Rachelle started holding workshops around 2017, initially by invitation and mostly in her home. “I started with the purpose of making a better and more intentional world and life for all. Sharing my knowledge and skills with others,” she explained. At the beginning, her audience was mostly women and their children, as she also conducted etiquette workshops for teens and kids. “It was really promoting a well-loved home environment and everything related to it,” she said. “I tried to also teach what I see is lacking in the world today, like social graces, manners, etc.”
The workshops began after the late Maureen Soong encouraged her to do one for The Makati Garden Club. From there, Rachelle’s sessions expanded to friends, organizations, and collaborations with Rustan’s, Enderun, SOFA, Entrepreneurs’ Organization, West Elm, Estate Makati X Statement Theory and others. She has also conducted an etiquette workshop for students of Assumption.

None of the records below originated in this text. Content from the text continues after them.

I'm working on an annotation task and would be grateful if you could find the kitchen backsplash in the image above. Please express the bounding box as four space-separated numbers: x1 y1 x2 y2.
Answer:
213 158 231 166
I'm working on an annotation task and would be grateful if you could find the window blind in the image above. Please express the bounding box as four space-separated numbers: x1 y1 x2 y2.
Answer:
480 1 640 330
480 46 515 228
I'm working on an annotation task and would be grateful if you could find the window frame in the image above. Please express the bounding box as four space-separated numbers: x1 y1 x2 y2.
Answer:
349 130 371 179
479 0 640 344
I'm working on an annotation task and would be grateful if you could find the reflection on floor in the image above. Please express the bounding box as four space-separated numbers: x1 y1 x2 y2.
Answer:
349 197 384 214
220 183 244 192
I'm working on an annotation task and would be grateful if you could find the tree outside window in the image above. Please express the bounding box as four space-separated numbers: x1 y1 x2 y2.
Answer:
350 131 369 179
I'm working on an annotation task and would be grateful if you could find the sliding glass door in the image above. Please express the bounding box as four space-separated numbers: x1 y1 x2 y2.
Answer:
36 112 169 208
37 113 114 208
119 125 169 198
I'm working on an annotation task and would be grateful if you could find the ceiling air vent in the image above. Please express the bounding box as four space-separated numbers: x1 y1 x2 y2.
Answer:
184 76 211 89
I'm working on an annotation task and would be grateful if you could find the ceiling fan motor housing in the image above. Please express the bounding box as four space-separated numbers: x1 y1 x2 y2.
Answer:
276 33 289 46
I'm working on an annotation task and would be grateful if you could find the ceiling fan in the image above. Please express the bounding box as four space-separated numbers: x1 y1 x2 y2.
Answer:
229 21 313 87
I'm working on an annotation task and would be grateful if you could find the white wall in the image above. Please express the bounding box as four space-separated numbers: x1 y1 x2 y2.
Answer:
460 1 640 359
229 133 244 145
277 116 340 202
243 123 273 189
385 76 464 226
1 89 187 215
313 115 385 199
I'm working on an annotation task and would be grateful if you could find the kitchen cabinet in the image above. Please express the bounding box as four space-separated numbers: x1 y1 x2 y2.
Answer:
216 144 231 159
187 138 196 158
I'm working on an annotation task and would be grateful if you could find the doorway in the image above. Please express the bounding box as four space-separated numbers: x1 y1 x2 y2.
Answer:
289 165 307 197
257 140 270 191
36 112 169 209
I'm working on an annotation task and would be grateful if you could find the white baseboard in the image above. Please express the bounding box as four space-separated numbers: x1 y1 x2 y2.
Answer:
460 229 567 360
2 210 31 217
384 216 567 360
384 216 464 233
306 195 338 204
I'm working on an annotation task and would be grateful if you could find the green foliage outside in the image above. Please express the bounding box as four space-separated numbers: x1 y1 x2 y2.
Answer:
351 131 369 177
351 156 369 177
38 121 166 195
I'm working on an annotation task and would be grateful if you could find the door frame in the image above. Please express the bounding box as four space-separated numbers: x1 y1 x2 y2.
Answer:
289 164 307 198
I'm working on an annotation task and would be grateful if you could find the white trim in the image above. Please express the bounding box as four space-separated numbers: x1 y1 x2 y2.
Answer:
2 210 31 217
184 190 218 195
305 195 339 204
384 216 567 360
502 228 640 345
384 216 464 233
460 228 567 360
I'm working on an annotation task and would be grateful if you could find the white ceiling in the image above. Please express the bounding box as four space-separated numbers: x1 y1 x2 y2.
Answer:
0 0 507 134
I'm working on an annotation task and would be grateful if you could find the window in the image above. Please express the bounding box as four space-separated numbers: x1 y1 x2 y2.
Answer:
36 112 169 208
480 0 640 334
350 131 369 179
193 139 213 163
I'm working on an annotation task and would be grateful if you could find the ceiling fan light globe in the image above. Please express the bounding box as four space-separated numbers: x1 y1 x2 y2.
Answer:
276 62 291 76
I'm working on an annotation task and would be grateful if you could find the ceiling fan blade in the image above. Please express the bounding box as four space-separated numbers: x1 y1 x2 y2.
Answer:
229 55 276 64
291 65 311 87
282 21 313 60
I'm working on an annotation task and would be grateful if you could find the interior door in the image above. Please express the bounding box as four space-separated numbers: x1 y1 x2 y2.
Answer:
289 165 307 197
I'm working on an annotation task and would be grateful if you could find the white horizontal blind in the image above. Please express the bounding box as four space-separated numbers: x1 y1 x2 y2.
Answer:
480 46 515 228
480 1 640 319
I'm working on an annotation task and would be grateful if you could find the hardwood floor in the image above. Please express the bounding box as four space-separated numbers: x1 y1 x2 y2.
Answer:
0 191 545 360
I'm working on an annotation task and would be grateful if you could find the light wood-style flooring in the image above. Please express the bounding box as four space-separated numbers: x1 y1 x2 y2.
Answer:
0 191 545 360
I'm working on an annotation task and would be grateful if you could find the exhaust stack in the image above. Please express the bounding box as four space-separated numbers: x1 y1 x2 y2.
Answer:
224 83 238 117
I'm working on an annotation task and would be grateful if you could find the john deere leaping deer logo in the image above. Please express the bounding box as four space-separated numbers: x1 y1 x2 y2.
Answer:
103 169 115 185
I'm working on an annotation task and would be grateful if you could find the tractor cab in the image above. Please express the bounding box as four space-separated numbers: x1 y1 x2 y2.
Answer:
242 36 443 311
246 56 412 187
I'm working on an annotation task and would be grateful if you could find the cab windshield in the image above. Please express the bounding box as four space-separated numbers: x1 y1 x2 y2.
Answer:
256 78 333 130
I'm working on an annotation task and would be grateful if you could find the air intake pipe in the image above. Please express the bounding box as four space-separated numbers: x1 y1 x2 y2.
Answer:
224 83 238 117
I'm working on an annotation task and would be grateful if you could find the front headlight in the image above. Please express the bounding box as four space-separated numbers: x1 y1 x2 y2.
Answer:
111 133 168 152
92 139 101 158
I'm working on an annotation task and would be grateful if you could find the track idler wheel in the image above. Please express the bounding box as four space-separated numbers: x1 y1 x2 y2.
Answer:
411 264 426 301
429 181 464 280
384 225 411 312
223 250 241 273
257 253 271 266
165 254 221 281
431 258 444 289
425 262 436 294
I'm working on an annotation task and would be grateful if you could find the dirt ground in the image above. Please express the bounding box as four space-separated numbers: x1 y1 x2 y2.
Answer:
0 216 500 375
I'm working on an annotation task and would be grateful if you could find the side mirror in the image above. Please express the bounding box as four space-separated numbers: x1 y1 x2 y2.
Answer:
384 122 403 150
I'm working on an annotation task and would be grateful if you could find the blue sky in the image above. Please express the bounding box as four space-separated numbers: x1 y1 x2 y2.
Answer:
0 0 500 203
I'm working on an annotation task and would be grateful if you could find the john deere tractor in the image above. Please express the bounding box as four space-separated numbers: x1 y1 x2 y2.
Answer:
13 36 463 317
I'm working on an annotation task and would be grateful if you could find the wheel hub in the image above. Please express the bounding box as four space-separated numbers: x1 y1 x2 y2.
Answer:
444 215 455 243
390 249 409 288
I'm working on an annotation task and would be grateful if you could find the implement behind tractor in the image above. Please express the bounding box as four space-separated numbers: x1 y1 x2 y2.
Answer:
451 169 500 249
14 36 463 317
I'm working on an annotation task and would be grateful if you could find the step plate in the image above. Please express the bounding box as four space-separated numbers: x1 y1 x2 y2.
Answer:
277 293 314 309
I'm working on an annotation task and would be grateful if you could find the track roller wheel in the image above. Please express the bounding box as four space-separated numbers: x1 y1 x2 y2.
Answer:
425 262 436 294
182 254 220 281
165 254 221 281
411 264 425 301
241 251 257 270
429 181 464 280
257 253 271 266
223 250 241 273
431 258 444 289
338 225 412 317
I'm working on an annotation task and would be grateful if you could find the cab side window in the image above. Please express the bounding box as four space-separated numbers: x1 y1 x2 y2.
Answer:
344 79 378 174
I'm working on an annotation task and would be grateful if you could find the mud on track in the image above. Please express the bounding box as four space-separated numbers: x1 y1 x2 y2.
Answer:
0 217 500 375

Among her most popular workshops is decluttering, a subject many people today seem eager to learn more about. But Rachelle approaches it differently from the usual organizational advice. “People seem to have a hard time doing this,” she said. “I have a different take on Decluttering as I believe it should start from decluttering inside—whether mental or emotional—to successfully declutter one’s surroundings.” It is a perspective that shifts decluttering away from mere storage solutions and into something more reflective. As she also advised during the workshop, one should keep only what is useful and beautiful.
Outside design and workshops, Rachelle is also deeply active in church and charitable work. She has been a lector at Santuario de San Antonio for 19 years and a CCD teacher or catechist for 16 years. She was also editor-in-chief of the parish bulletin during the pandemic years and is now one of its assistant editors. She is involved in the Scholarship Committee, PAMANA, the group helping build St. Clare of Assisi Parish in Malabon, Busog Puso/Biyaya, and a Rosary group that has prayed daily for the past six years.
When asked how she describes herself despite the many roles she balances, her answer is straightforward. “Firstly, I am really a child of God. Everything I do, all the talents people see is just a reflection of His gifts. I intend to use them to glorify Him and make this world a better place.” She added that while she is grateful when people call her their “peg” or describe her as a “purveyor of beauty,” she believes it must go beyond appearances. “I think what goes inside shows on the outside; beauty should always come from within for it to have a lasting effect.”
Perhaps that is what makes her workshops resonate. They are not really about perfection or creating magazine-ready homes. They are about learning through conversation, demonstration and example. They are about seeing how a table is set, how a room is layered, how collections are kept, how clutter is edited, and how a home can carry the story of a family.
In the end, a refined lifestyle is not learned in one grand lesson. Sometimes, it is learned in a book. Sometimes, it is through travel and exposure to “good things.” Sometimes, it is learned in someone’s home, over an afternoon of conversation, food, stories, and practical advice.